The reporter who ordered food outside found that this "sweet and sour mandarin fish" tasted bad, but it was almost covered with thick sauce, and the pattern on its tail and head could still be seen as a bass.

Seeing this situation, the reporter immediately called the waiter and asked if this "sweet and sour mandarin fish" was made of mandarin fish and whether it was fresh. The waiter insisted that it must be mandarin fish, and it must be slaughtered and cooked now. The reporter argued that after several negotiations, the store manager admitted that the dish was made by perch, but insisted that it was made by fresh live perch and promised a 50% discount on the price of the dish. In order not to arouse suspicion, the reporter left the scene after obtaining evidence.
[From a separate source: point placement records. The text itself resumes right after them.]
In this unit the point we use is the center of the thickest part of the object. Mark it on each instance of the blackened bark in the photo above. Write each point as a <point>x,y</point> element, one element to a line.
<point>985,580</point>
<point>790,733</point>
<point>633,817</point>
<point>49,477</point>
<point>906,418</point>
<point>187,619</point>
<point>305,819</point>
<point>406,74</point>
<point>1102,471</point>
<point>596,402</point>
Food safety is no small matter, and ensuring safety is a major matter. I hope that the operators of these restaurants around me can consciously exercise self-discipline, strictly control the quality and ensure food safety and hygiene. In recent days, negative news about food processing and production has emerged in an endless stream, which shows that there are loopholes in this supervision mechanism and that the illegal cost of food production in China is too low. Only by strengthening supervision and cracking down severely can we really play a deterrent role and make the food hygiene environment safe.